Is that coincidence?  I think not.  My perspective on that situation (which has happened too often to even be considered in the state or even the continent of coincidence) as a preacher is to simply point to the sheer awesomeness of God and crush that little portion of cynicism in me to a pulp.  When I write my sermons I intentionally clear my mind of specific ministry moments and characters from the 'real world.'  I do this so that it cannot be assumed or interpreted that I am preaching "AT" someone.  That is "Preacher Code, Rule #1" for me.  I will not preach a sermon to you that I do not need to hear myself.  Period.  So the person, heart, habits, sin, frustrations, or joys that make themselves evident in the sermons I preach stem simply from my heart, which is longing to squish the cynic with unmitigated belief and explore the wide-open world of God's love.  When this wrestling connects with someone else, the battle commences between cynic and believer.  The cynic says "coincidence", while the believer is shouting (with relief that the sermon worked) that God is Awesome!  

This past week (July 13 - 19, 2014) I was able to spend the week working at one of my most favorite places on the planet: Gasconade Christian Service Camp.  I taught a class based on the "This" sermon series I preached a couple months back at Red Bridge.  Taking the core concept of "why do we do 'THIS'" and turning it towards the hearts and emotions of teenagers proved to be a challenge, but it was so worth it.  What I enjoyed most was the room I gave myself to be transparent in my own struggles and growth from learning to belief.  Well, the stories from my childhood and teenage years that I shared were just simple, and in my own mind rather trite, examples of how I got it wrong or was fed the wrong things.  The intention was for these short glimpses into my formative years to take the backseat to the powerful message of how Jesus grows in us a heart to love Him and therefore seek Him in all things, especially those we practice with regularity in the Church setting.  However, it became a regular occurrence during our post-class break times that the stories I told were resonating with a few of the campers.  I use the word "resonating" with great emphasis, because what poured from them were tears of "someone they could finally relate to."  I was shocked, and stunned that a few of these campers could never relate to someone like this before, more or less through my rather lame flashbacks in a 30 minute class about the Lord's Supper!!!    

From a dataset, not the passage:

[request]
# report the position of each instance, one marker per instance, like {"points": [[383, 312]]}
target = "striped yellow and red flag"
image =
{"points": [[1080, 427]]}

Coincidence?  I think not.  

There are a couple things I'm taking away from this experience at camp, and so often with sermons:  1) God is Big.  And when I say Big, I mean BIG!!  His ways, his thoughts, and his timing are so far beyond anything we can comprehend that it should not surprise us when anything good happens.  His love and mercy connects us so completely that our lives, joys, and struggles cant help but intersect.  Because He Is, the mere idea of coincidence can be thrown out the window.  God is too Awesome to leave things to mere happenstance.  And 2) you are never, ever, EVER alone.  No man, woman, or child is an island.  Period.  We are too connected to the creative majesty of God to assume that what is happening within us is a singularity of thought or event.  Even the smallest, or trite moments of our lives can and will resonate with others because God is too big and loving for us to experience this drab existence outside of heaven alone.  

So join me in squishing the cynic to the side and letting even him revel in the power of God.